Le génie de cette séquence, à la fois cocasse et glaçante, c’est de montrer à quel point les figures de l’enfance et du dictateur ont toujours été liées par une forme de complicité secrète – le second réalisant ce à quoi le premier ne fait jamais qu’aspirer : plier le monde à ses désirs. Pour Makhmalbaf, l’exercice totalitaire du pouvoir n’est, au fond, rien de plus qu’un jeu d’enfant. Dans la suite de la séquence, le petit garçon et son grand-père poursuivent à leur gré cette distraction peu amène, quand tout à coup la mécanique se grippe : les lumières ne se rallument plus... comme si elles avaient cessé d’obéir. Les joueurs, pris à leur propre jeu, n’ont plus de prise sur les événements. Une évidence se fait jour : toute maîtrise n’est qu’illusion. Et les puissants de ce monde, comme les enfants, n’y peuvent rien changer. Après un long moment plongé dans l’obscurité, la lumière revient… mais sous la forme d’étranges lueurs, déchirants le ciel au-dessus de la ville, accompagnées d’un grondement terrifiant. Une révolte est en train de naître. Dans Le Président, la goutte d’eau qui aura fait déborder le vase, provoquant le soulèvement du peuple face au régime, n’est pas un acte criminel parmi d’autres, mais une simple distraction d’enfant.
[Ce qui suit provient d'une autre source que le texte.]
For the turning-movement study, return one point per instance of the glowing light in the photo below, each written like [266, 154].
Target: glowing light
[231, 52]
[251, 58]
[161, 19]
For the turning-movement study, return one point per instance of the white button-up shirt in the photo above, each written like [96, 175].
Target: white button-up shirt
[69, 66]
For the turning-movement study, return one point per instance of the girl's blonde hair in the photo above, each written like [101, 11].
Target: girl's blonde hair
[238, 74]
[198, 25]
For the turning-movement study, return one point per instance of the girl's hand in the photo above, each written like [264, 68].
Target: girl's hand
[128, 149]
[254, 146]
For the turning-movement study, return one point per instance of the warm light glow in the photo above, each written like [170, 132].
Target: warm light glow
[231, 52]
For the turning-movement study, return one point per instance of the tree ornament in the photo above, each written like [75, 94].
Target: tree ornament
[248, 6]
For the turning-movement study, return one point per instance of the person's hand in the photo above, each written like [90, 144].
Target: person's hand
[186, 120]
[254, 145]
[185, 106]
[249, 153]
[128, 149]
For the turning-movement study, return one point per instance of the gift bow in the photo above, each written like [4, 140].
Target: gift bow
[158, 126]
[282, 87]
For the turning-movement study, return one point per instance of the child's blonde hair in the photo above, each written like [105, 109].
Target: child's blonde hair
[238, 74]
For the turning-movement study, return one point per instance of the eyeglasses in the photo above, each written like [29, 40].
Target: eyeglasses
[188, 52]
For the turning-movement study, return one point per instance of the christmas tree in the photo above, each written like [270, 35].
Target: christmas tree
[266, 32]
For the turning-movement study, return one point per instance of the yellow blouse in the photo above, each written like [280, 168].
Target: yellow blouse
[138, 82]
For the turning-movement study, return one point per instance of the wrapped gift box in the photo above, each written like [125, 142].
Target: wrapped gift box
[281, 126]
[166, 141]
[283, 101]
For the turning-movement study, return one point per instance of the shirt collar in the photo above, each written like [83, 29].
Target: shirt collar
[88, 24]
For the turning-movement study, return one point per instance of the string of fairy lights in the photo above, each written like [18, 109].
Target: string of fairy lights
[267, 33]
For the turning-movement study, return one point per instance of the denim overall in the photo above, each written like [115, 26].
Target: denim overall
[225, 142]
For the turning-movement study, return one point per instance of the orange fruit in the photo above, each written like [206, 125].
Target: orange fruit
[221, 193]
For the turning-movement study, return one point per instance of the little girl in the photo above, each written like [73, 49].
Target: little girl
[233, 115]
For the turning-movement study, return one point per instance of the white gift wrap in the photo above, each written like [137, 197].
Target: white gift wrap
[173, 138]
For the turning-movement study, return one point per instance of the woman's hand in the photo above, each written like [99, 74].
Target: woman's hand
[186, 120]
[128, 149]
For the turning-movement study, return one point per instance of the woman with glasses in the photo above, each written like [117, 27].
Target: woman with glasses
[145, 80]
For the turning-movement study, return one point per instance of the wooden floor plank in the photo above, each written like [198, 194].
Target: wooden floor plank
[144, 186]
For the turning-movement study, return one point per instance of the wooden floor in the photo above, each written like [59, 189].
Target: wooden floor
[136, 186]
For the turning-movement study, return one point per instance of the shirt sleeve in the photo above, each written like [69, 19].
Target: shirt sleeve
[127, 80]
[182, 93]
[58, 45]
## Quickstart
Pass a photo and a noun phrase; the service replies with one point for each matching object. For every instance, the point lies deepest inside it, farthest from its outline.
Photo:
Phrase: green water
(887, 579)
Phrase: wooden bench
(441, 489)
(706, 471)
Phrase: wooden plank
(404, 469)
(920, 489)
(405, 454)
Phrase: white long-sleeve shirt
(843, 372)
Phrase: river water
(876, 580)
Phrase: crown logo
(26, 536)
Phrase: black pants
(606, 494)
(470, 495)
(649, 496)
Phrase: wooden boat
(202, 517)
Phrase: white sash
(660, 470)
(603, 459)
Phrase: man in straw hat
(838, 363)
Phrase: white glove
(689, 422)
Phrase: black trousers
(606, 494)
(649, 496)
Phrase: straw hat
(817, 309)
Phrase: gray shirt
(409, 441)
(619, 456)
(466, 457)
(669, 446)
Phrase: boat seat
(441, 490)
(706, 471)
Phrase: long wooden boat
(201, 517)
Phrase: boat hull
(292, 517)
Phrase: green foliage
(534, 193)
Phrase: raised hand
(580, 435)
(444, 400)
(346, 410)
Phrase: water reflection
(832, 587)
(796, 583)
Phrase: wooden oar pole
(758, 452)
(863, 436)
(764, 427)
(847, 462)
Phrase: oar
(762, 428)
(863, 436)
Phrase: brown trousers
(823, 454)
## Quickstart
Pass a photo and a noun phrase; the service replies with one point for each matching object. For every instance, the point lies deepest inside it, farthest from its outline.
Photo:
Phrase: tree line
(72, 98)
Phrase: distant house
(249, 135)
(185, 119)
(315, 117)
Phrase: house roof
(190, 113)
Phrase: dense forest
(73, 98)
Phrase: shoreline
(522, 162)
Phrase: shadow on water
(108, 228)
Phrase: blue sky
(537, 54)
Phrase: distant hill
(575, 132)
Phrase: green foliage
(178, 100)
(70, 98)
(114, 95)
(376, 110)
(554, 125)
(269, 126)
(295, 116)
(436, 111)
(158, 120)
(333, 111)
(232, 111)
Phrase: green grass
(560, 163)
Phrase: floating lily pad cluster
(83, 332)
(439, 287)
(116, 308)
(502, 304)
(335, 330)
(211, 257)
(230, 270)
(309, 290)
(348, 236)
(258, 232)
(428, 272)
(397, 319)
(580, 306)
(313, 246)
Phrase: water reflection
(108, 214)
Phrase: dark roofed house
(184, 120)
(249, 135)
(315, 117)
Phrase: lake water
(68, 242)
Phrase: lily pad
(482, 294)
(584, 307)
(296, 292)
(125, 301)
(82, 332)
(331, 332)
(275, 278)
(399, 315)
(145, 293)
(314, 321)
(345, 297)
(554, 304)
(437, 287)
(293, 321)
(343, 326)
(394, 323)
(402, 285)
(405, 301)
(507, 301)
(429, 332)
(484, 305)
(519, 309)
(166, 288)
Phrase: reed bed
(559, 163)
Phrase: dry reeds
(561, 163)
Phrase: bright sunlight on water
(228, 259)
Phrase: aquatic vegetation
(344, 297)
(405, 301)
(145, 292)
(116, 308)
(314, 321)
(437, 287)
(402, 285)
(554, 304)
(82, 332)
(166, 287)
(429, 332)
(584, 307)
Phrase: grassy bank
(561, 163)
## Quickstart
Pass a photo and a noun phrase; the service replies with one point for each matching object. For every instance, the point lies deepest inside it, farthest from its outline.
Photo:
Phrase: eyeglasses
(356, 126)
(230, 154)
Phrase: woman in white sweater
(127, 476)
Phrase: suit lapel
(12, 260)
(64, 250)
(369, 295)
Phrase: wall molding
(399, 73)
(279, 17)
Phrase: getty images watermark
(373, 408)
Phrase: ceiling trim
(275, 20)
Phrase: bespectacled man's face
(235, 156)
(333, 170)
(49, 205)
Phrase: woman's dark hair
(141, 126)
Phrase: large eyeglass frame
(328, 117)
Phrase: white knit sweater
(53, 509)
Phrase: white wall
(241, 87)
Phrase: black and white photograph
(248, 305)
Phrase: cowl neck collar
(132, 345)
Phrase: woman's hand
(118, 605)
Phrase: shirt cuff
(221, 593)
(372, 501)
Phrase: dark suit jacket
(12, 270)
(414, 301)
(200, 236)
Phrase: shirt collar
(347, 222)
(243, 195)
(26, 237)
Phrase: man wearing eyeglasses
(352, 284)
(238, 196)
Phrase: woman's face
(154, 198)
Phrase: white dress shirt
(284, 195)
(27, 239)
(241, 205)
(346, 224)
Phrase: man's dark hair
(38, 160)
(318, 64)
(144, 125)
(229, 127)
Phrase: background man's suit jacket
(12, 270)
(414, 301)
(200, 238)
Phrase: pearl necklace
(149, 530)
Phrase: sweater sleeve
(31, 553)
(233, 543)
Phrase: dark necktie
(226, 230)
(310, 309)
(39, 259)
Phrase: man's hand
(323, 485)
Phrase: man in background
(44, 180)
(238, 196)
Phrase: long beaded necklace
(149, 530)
Ces premières minutes, parmi les plus saisissantes vues sur un écran de cinéma cette année, augurent du meilleur. Pourtant, la tonalité qu’elles instaurent sera très vite écartée. En effet, une poignée de séquences plus tard, le régime est renversé par le peuple, et le récit, dès lors, épouse une trajectoire bien plus sombre, tranchant en cela avec la distanciation ouvertement acerbe du prologue. Comment le film peut-il opérer un si violent virage sans risquer l’éparpillement, la dislocation ? Réponse : il n’y parvient pas réellement. Suite au coup d’état, le dictateur et son petit-fils prennent la fuite à travers la capitale, pour échapper aux représailles – tout le pays est à leurs trousses – et Le Président mue alors en une sorte de film d’aventure sous haute tension, où le spectateur est amené à s’identifier à ce couple a priori antipathique. Leur parcours est jalonné de rencontres (prisonniers politiques, familles endeuillées,…) comme autant de facettes d’un pays saigné à vif par la dictature. Pour autant, le film dresse un portrait sans manichéisme d’une nation en proie au chaos généralisé : suite au coup d’état, c’est désormais l’armée qui impose sa loi. Pas sûr qu’on ait gagné aux changes, semble nous dire Makhmalbaf, qui s’interroge sur l’issue de cette vague de révolutions ayant récemment ébranlé les pays du Moyen-Orient. Comment éviter de reconduire les mêmes dérives que les pouvoirs autoritaires dont les peuples ont trop longtemps subi le joug ?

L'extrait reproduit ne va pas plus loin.